Tayi’s gerimpelde hand streek over zijn voorhoofd. Zijn keel voelde rauw aan.‘Devi?’

Ze stond bij het raam naar hem te kijken. Die grote, mooie ogen zo donker, zo vol pijn. Devanna knipperde met zijn ogen toen de herinnering terugkwam. ‘Hij is het altijd geweest.’ Het was meer dan hij kon verdragen, de wanhoop in haar stem, het besef dat hij daar verantwoordelijk voor was. Het zware gewicht van de loop tegen zijn borst. Het had even geduurd voor hij het geweer goed recht hield. Het geluid van de trommels, de reciterende stemmen op de binnenplaats.

Zelfs hierin had hij gefaald.

Die avond kreeg Devanna een ernstige beroerte. Jameson stelde vast dat er waarschijnlijk een bloedpropje de hersenen was ingegaan.
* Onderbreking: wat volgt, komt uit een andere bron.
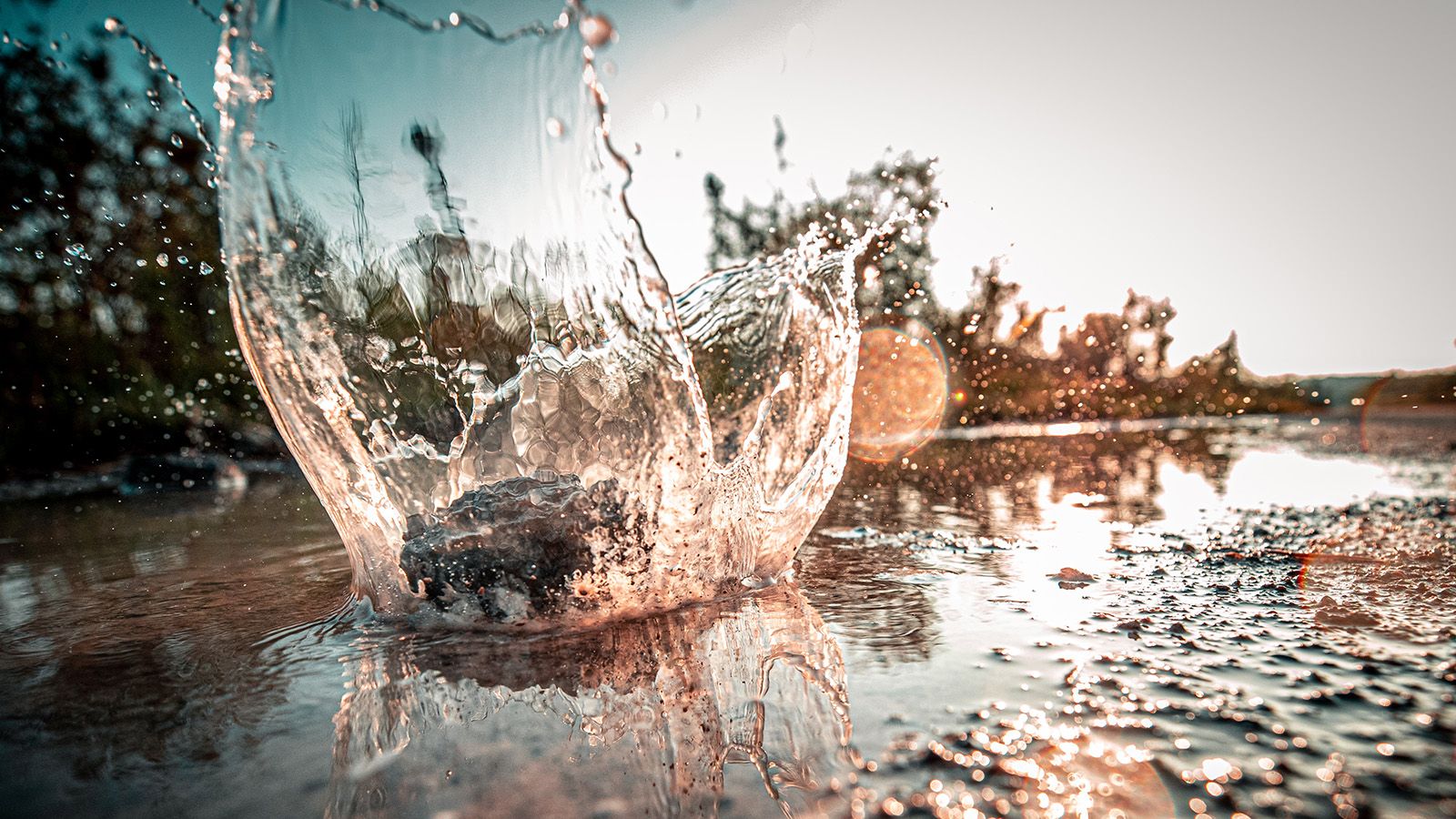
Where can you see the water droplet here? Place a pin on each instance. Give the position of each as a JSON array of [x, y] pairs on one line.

Wat jammer, zei hij, net nu hij op weg was naar een volledig herstel. ‘Het spijt me oprecht,’ zei hij tegen Devi, terwijl hij haar met zijn geoefende oog opnam. Dat had die knul niet slecht gedaan, zo’n lekkertje in de wacht gesleept.‘Het spijt me, maar uw man... hij is verlamd aan één kant van zijn lichaam.’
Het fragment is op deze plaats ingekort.